Strong QoQ EBITDA Growth
Consolidated EBITDA of BRL 653 million in Q1 2026, a 56% increase versus Q4 2025, driven by a better product mix in steel and higher profitability that more than offset lower volumes.
Improved Revenue per Ton in Steel
Net revenue per ton in the steel segment rose nearly 5% quarter-over-quarter, reflecting a better mix with higher share of automotive and improved export mix.
Exports and Mix Improvements
Export performance improved (exports revenue noted as ~9% higher), with a better share in the Argentinian auto market and stronger sales to automotive customers contributing to margin expansion.

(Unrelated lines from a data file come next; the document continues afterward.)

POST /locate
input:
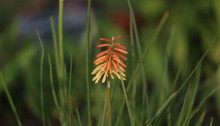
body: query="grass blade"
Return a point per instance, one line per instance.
(41, 78)
(78, 117)
(52, 84)
(211, 122)
(55, 46)
(69, 89)
(162, 109)
(199, 123)
(88, 64)
(10, 100)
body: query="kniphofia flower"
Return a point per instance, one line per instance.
(110, 61)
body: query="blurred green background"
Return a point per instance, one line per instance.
(188, 33)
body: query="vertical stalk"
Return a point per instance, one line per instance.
(109, 102)
(60, 36)
(8, 95)
(41, 79)
(87, 64)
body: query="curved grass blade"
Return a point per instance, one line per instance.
(78, 117)
(88, 64)
(52, 84)
(41, 78)
(10, 100)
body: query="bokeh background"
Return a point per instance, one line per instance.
(192, 26)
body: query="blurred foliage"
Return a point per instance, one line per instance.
(188, 33)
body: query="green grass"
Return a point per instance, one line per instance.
(180, 99)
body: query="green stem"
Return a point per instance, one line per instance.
(109, 103)
(41, 78)
(10, 100)
(87, 64)
(60, 36)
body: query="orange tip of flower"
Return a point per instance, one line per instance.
(104, 39)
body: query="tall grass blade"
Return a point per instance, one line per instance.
(70, 89)
(162, 109)
(55, 46)
(127, 103)
(199, 123)
(60, 37)
(88, 64)
(10, 100)
(78, 117)
(41, 78)
(211, 122)
(52, 84)
(146, 49)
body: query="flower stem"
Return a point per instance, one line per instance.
(109, 102)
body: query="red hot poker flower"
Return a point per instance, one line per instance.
(110, 61)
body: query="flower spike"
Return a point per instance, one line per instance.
(110, 61)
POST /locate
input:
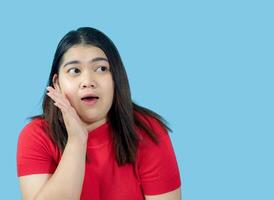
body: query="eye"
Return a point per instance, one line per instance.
(73, 70)
(102, 69)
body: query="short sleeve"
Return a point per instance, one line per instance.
(35, 152)
(157, 165)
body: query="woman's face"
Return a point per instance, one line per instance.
(85, 71)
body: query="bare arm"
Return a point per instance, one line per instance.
(173, 195)
(66, 182)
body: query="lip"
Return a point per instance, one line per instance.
(90, 102)
(89, 95)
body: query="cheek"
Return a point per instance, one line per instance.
(68, 89)
(109, 90)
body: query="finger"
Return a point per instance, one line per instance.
(57, 100)
(57, 96)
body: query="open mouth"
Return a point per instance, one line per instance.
(89, 98)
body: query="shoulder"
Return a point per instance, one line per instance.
(152, 123)
(35, 136)
(36, 153)
(156, 163)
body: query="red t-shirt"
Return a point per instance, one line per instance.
(155, 171)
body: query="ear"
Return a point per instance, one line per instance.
(55, 81)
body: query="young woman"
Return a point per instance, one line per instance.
(92, 141)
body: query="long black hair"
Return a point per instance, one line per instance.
(124, 114)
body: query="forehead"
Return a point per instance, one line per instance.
(83, 53)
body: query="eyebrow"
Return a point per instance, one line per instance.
(91, 61)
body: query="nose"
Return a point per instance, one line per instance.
(88, 81)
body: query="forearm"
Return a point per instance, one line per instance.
(66, 182)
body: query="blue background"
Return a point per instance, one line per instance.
(206, 66)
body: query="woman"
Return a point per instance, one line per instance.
(92, 141)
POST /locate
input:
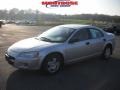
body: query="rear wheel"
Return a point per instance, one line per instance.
(52, 63)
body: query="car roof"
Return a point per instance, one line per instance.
(77, 26)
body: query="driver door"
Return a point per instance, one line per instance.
(79, 45)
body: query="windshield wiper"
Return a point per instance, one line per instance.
(45, 39)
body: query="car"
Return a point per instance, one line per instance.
(113, 29)
(59, 46)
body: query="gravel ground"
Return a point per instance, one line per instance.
(92, 74)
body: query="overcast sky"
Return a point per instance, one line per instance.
(110, 7)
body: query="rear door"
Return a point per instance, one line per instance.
(79, 45)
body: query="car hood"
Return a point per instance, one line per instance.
(30, 44)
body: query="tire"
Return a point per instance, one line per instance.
(107, 53)
(52, 63)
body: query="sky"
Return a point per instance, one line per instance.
(109, 7)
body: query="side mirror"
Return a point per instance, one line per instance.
(73, 40)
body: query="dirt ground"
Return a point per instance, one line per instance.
(92, 74)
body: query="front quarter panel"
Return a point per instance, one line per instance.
(49, 50)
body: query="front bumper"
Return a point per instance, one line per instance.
(30, 64)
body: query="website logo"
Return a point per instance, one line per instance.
(59, 3)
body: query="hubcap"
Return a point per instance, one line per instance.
(53, 65)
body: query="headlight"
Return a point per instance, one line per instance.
(29, 54)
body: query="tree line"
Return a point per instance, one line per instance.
(34, 15)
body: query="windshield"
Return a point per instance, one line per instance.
(56, 34)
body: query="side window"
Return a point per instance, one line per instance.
(81, 35)
(95, 33)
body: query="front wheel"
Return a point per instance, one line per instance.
(52, 63)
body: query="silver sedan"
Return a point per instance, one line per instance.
(60, 45)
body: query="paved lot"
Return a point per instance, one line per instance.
(92, 74)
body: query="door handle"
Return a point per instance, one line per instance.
(87, 43)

Positive Cash Generation and Liquidity
Operating cash flow of BRL 370 million and free cash flow of BRL 84 million in the quarter; company maintained a net cash position and a stable net debt/EBITDA indicator.
Lower CapEx and Ongoing Efficiency Projects
CapEx of BRL 285 million, down 23% versus the prior quarter, while priority projects (PCI plant, coke battery retrofitting, gas holders) are on track and already delivering some early benefits.

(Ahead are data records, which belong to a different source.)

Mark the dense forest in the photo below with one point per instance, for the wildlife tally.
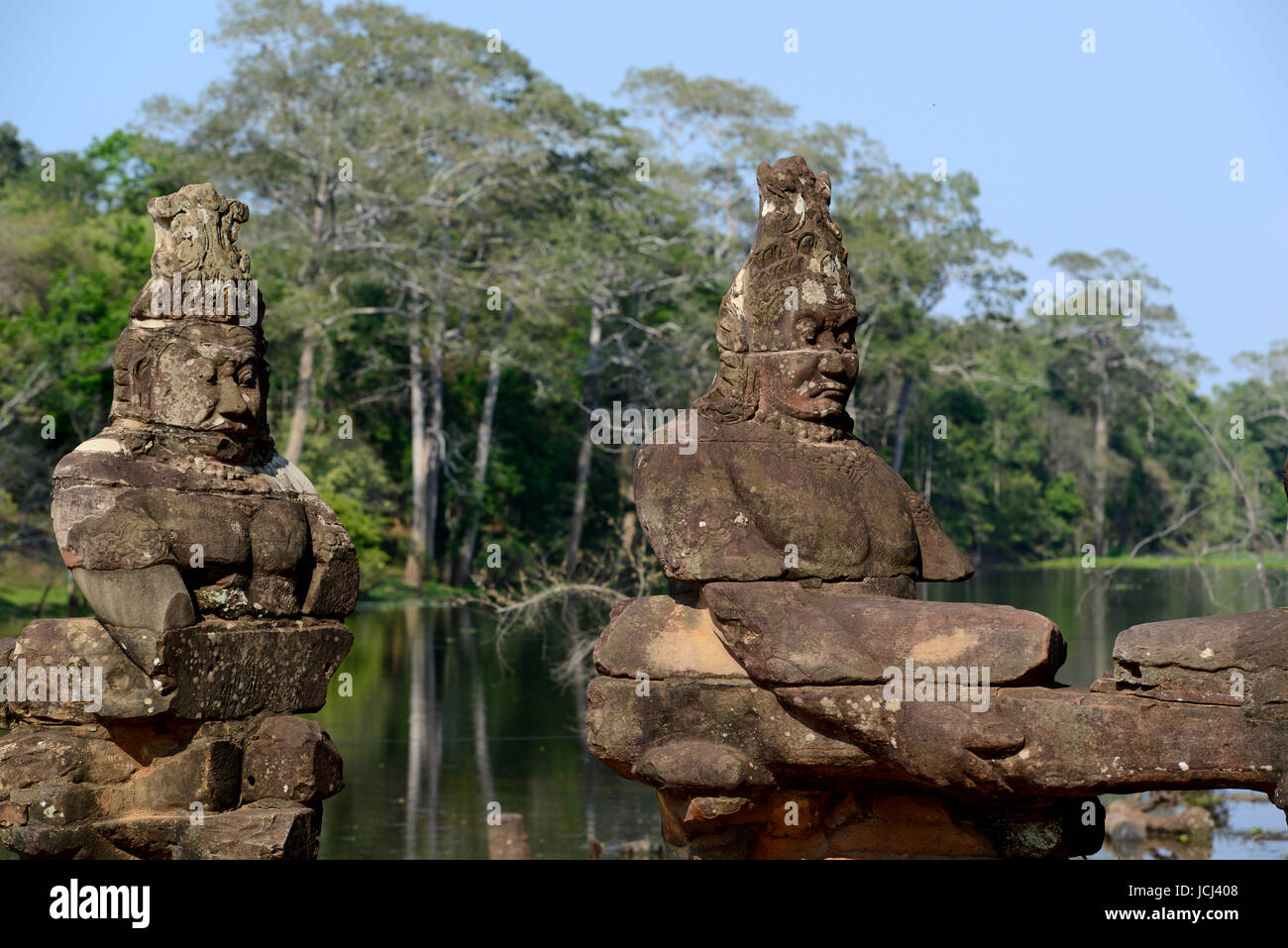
(462, 262)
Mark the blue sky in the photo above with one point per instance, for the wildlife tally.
(1126, 147)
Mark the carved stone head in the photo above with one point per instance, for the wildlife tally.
(191, 364)
(786, 327)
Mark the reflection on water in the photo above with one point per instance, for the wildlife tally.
(439, 724)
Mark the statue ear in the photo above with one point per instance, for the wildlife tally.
(824, 187)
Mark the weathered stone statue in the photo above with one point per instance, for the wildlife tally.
(791, 699)
(217, 575)
(778, 485)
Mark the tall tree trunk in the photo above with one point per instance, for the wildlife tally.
(416, 720)
(587, 453)
(303, 393)
(482, 454)
(629, 527)
(901, 420)
(413, 571)
(434, 440)
(1100, 460)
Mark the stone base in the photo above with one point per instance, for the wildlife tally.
(265, 830)
(901, 824)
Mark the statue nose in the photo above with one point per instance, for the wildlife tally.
(831, 363)
(231, 402)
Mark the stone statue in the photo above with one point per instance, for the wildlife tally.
(180, 507)
(790, 699)
(778, 485)
(217, 576)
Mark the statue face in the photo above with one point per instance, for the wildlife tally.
(210, 381)
(814, 380)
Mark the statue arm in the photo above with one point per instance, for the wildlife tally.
(334, 584)
(124, 566)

COGS and Cost Savings from Maintenance
Slight reduction in cost per ton driven by lower maintenance/major repair expenses and operational efficiency initiatives; management quantified maintenance-related savings at around US$15 per ton and expects these gains to be largely permanent.
PCI Project Nearing Completion and Expected Efficiency Gains
PCI plant expected to be completed in H2 2026 with partial benefits already captured in H1 2026; anticipated to reduce external coke purchases and improve blast furnace efficiency progressively.
Strategic Commercial Positioning
Management is prioritizing profitability over volume, focusing on higher-value segments (automotive, coated/galvanized) and taking price adjustments (spot distribution ~+5% from April 1) to offset rising input costs.